After the application of a sol film on the soda-lime substrate, a grating coupler of period of Λ = 417 nm was fabricated in it using the nanoimprint method, and then the structure was subjected to annealing at the temperature of 500 °C for 60 min. In this way, a waveguide structure with a grating coupler was obtained, which allows for efficient light coupling into the waveguide film. The sol film was applied at the same withdrawal speed as for the structure shown in Figure 14. As demonstrated in Refs. [38,42], planar waveguide structures with grating couplers are highly sensitive sensor structures. Figure 17 shows a planar waveguide structure, excited with the use of the fabricated grating coupler. We can observe a streak of scattered light along the waveguide and a very strong optical signal that reached the matte area on the applied glass substrate. Figure 18 shows the excitation characteristics of a planar waveguide structure with a grating coupler, recorded in the measurement system described in Ref. [42]. These characteristics are symmetrical to the normal. The fundamental mode TM₀ was excited at the synchronous angles of q_TM = ±5.63887°, while the excitation of the TE₀ mode was carried out at the synchronous angle of q_TE = ±0.24499°. The angles were used to calculate effective refractive indices (Equation (3), Ref. [42]) and then the thickness of the waveguide film d = 144.8 nm and the refractive index n₁ = 1.9382 were calculated from the characteristic equations (Equation (6), Ref. [42]).
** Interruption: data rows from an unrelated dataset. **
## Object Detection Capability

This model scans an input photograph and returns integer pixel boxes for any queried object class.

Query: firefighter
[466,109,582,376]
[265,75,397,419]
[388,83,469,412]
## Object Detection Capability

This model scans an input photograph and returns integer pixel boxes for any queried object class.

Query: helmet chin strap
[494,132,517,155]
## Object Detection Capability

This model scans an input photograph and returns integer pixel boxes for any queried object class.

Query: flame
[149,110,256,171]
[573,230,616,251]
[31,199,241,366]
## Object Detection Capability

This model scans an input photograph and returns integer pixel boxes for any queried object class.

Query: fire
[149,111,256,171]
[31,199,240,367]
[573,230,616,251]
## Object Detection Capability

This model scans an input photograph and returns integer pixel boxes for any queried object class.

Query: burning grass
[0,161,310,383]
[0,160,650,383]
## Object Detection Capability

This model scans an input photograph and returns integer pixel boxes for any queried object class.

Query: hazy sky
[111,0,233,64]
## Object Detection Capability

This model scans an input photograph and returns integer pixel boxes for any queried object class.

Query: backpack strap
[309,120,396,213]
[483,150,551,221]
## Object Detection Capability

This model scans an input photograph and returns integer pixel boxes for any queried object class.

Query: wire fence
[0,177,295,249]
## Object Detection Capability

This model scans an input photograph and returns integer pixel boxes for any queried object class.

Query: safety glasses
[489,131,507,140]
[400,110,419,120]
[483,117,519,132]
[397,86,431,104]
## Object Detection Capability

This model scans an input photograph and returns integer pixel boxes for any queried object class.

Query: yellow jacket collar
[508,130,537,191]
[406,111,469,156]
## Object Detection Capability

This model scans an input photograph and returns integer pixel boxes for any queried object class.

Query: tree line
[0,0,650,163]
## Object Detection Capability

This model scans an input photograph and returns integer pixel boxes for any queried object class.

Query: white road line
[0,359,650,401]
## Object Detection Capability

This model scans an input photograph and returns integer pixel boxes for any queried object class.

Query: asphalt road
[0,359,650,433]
This calculation procedure is based on the assumption that the waveguide film is homogeneous. We infer its homogeneity based on its reflectance spectrum as is described in Section 4.6. As can be observed, the parameters of the waveguide film with a grating coupler are almost identical as those of the film shown in Figure 14. The use of the waveguide films presented here in sensor structures with grating couplers will allow us to achieve high optical sensitivities. The parameters of the waveguide film of the structure shown in Figure 17 are close to the optimal ones in terms of optical sensitivity [42].

5. Conclusions

The paper presents the results of the characterization of SiO_x:TiO_y composite films fabricated by the sol–gel method and dip-coating technique on soda-lime glass substrates. The studies involving the impact of aging time of the sol demonstrated its impact on viscosity and thus on the final thickness of the films produced at the same withdrawal speed. Yet, the aging of the sol does not affect the final refractive index. The AFM and SEM tests demonstrated high surface smoothness of the produced SiO_x:TiO_y films, while the spectrophotometric tests demonstrated their optical homogeneity. The studies of optical energy band gaps by the Tauc method did not display any influence of sol aging time on them. High values of the optical band gaps indicate the amorphous nature of the produced films. This was confirmed by the results of FTIR studies. Fourier spectroscopy studies showed the absence of organic components in the layers after annealing at the temperature of 500 °C. Spectrophotometric tests and the tests with the use of spectroscopic ellipsometry did not indicate the presence of absorption bands in the spectral range above 400 nm. The determined losses for the film thickness slightly above the cut-off thickness are, respectively, 1.1 dB/cm for the TM₀ mode and 2.7 dB/cm for the TE₀ mode (at wavelength λ = 676.7 nm). We demonstrated a structure with the fabricated grating coupler of the period of Λ = 417 nm, which can be applied as a sensor structure. The high refractive index of the waveguide film means that high optical sensitivities can be achieved. The films presented in this paper may become a technological platform for highly sensitive evanescent wave chemical/biochemical sensors in the future. We believe that the use of glass substrates of better surface quality will allow us to obtain lower optical losses.